第35話

 まず間違いなく、トンペックは『カルイザワ』襲撃事件の結末を知らない。

 その根拠が、先ほどの代わりに運営してやる発言だ。

 おそらくだが、トンペックの脳内では、こんなストーリーが展開されているのではないだろうか。


 ――盗賊に襲われ、燃え上がる『カルイザワ』。逃げ惑う来客たち。

 その姿をみながら、ツェーザルは膝をつく。

「あぁ……俺には保養地の経営なんてまだ早かったんだ……。もっと……、もっと早く気が付いていれば……ッ」

 涙が頬を伝い、拳は地面を叩く。

「――そうだ……。トンペック伯爵様を頼ろう……。長きにわたり保養都市フェルローデを治めてきた伯爵様ならば良い知恵を授けてくださるに違いない……!」

 ツェーザルは立ち上がり、手近な兵士を集めて準備もそこそこに『カルイザワ』を出立する。

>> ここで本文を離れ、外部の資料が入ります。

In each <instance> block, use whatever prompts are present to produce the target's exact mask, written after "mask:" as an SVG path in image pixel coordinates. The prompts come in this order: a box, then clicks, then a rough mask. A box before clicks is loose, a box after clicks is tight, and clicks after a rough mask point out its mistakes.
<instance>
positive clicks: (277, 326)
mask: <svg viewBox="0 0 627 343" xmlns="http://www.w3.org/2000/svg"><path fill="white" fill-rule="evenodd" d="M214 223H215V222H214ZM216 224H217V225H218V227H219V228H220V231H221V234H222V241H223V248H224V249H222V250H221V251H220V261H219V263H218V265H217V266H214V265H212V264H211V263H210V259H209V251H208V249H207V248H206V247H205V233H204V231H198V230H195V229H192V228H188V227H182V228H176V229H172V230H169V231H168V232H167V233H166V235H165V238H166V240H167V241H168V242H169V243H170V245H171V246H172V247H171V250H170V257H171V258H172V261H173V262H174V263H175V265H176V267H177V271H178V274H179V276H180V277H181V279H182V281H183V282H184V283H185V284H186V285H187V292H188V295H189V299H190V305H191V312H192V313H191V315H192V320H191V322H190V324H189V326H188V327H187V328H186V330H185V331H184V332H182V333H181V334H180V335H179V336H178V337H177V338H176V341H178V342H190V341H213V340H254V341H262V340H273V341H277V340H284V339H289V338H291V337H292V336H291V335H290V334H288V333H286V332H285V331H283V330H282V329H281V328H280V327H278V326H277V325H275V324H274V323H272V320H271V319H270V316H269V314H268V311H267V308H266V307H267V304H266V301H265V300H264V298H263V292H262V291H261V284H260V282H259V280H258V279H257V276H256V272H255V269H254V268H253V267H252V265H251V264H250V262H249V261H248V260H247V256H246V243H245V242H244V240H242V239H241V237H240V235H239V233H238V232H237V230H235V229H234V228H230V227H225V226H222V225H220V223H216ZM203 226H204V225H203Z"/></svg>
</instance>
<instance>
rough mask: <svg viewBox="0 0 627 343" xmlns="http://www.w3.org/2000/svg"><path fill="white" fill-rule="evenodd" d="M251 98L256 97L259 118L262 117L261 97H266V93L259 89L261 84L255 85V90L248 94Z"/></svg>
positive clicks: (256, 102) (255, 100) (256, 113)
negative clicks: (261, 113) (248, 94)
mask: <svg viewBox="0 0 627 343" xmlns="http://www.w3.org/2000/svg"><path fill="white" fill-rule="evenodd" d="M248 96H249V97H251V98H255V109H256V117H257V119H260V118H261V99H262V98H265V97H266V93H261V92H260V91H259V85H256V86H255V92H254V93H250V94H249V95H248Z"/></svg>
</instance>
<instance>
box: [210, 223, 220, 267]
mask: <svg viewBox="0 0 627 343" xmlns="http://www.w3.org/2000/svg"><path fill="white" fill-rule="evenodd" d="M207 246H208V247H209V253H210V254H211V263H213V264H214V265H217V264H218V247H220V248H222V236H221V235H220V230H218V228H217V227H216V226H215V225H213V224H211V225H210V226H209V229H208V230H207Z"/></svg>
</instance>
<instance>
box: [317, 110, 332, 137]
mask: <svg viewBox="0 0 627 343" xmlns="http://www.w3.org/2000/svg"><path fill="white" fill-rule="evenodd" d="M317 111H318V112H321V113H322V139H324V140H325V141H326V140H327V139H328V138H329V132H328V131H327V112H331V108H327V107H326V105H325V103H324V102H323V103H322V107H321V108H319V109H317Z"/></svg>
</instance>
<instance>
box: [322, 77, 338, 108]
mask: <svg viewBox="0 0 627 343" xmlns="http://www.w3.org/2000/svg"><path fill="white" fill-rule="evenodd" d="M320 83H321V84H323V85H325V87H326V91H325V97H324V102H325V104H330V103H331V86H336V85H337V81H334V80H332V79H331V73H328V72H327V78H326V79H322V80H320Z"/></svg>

「事前の連絡もせず非礼は承知の上だが……、トンペック伯爵様ならば寛大な御心で許して下さるはずだ……」

 

 そんな妄想から、トンペックは無様に助けを求めて駆け込んでくる下級貴族を余裕の態度で歓迎した。

 老獪な貴族としての思考ではなく、勘違い野郎の残念すぎる対応は、まさに世間知らずを体現しているかのようだ。

「――『カルイザワ』を建設する前、トンペック伯爵様の治める保養都市フェルローデを拝見してきました。格調高く、赴きがあり、歴史を感じる素晴らしいところで感動したのを今でも覚えています」

 ツェーザルは、トンペックの買収へ発言をガン無視してフェルローデを褒めたたえた。

 もちろん、すべて嘘だ。

 エルヴィーラからの報告書を読んだだけでフェルローデに一度も訪れたことはなく、報告書から感じた印象は歴史があるというだけの面白味も何もない廃れた古臭い保養地、である。

 ――こんなんが競合なの? マジでチョロいな。相手にもなんねぇんだけど。

 と、完全に見下した発言をしたのを覚えている。

「よく分かってるではないか。『カルイザワ』とやらも、私の手にかかればより良き街となるだろう」

「………………」

(いや、マジでやりずれぇ……。どう話をもっていきゃいいんだよ……)

 ツェーザルはバカの認識を改めざるを得なかった。

 これまでバカは扱いやすくて助かると思っていたが、何事も振り切れると手にを得なくなるらしい。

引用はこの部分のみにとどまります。